Failure to comply with these conditions is a separate criminal offense punishable by imprisonment for up to five years.
Cumbria Police Offender Managers rigorously monitor an offender’s activity and compliance with their reporting requirements. Breaches are taken seriously.
Last year in Cumbria, 17 offenders managed by MOSOVO were warned or convicted for failing to comply with an element of their agreed notification requirements.
Detective Inspector Martin Hodgson said: ‘MOSOVO officers are highly skilled and skilled, but they also take pride and responsibility in the management of the offenders in their care. It is rewarding to be able to help keep the public safe.
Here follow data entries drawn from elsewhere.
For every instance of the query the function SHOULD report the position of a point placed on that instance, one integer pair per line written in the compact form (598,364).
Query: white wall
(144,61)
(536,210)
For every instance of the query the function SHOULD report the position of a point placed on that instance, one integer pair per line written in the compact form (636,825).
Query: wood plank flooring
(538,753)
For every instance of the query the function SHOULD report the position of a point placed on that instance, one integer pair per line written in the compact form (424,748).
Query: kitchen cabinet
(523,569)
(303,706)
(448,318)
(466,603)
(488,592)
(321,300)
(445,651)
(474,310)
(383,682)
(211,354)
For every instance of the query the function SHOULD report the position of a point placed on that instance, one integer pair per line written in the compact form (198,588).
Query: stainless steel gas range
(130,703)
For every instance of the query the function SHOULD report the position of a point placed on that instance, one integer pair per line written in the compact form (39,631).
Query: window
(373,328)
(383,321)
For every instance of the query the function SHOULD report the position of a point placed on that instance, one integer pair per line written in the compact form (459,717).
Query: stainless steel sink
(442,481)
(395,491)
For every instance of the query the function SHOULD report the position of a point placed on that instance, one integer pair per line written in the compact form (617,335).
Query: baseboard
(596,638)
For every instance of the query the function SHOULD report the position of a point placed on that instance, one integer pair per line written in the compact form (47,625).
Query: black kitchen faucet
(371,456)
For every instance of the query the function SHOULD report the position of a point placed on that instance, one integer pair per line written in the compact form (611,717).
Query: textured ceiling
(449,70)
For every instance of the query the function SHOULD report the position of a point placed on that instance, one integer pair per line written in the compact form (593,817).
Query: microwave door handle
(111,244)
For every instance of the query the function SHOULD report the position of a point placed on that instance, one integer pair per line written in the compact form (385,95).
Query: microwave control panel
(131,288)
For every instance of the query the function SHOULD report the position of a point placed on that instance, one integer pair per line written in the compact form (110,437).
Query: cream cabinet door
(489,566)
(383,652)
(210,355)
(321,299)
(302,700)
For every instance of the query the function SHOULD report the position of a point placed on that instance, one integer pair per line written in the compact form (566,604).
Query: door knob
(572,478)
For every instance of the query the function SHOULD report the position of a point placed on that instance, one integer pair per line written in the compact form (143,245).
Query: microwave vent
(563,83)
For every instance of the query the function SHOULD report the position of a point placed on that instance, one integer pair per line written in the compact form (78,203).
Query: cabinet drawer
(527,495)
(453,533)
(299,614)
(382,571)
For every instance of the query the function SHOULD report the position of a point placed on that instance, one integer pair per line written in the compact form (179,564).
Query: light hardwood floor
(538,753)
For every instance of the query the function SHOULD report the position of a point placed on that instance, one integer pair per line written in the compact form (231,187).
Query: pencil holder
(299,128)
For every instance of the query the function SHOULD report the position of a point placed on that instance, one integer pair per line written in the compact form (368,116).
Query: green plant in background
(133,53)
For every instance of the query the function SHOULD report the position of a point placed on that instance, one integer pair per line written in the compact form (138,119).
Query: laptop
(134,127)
“It may surprise the public to hear the level of thorough management an offender receives in order to break the cycle and stop re-offending.”
“The level of oversight required is not a job that can be done by a single department. It is only with providers from all aspects of a person’s life involved and providing information to MAPPA that we can so effectively manage our offenders.
“Our partner agencies help us make recidivism both difficult and unattractive.”
“There are offenders who violate the terms of their court order or their notification requirements, but they are monitored so closely that when we find out, we send that offender back to court.”
“Fortunately, the majority of offenders under MOSOVO do not re-offend.”
Lisa Thornton, Probation Manager, Cumbria, said: ‘The partnership work between police, probation and other critical agencies in Cumbria is impressive in its approach and culture. Teams work cohesively and collaboratively, to unite their work to protect the public and to ensure that the people we supervise are robustly managed upon release and supported to engage in meaningful rehabilitation.
“We benefit from a network of police and probation colleagues who understand their role in protecting the public and diligently carry out their responsibilities in partnership. This campaign, which highlights the work of these teams, is positive because it allows the public to see the work we do to protect them. »
Cumbria Police and Crime Commissioner Peter McCall said: ‘The work being done by the Constabulary and its partners to continuously monitor sex and violent offenders is extremely important to keeping the public safe.
“Public safety and the safety of those who have been victims of this type of offenders is the main priority of the gendarmerie and of me as PCC.
“Each case is handled appropriately and is tailored to each offender, which is very reassuring as each individual poses a different risk.
“This is invisible policing at its best, keeping our streets safe comes in many different formats and it’s a great example of the work being done away from the public eye – it’s not Just because you don’t see an officer on the street doesn’t mean they aren’t working hard to protect us.
“As Commissioner of Police and Crime, putting victims first is one of my top priorities and I urge anyone who is the victim of a crime of any kind to contact one of the many services mandated in Cumbria.
“Victim Support can provide information and advice on all types of crime and refer people to appropriate and expert services that specifically deal with sex crimes.
“Help is available – you are not alone.”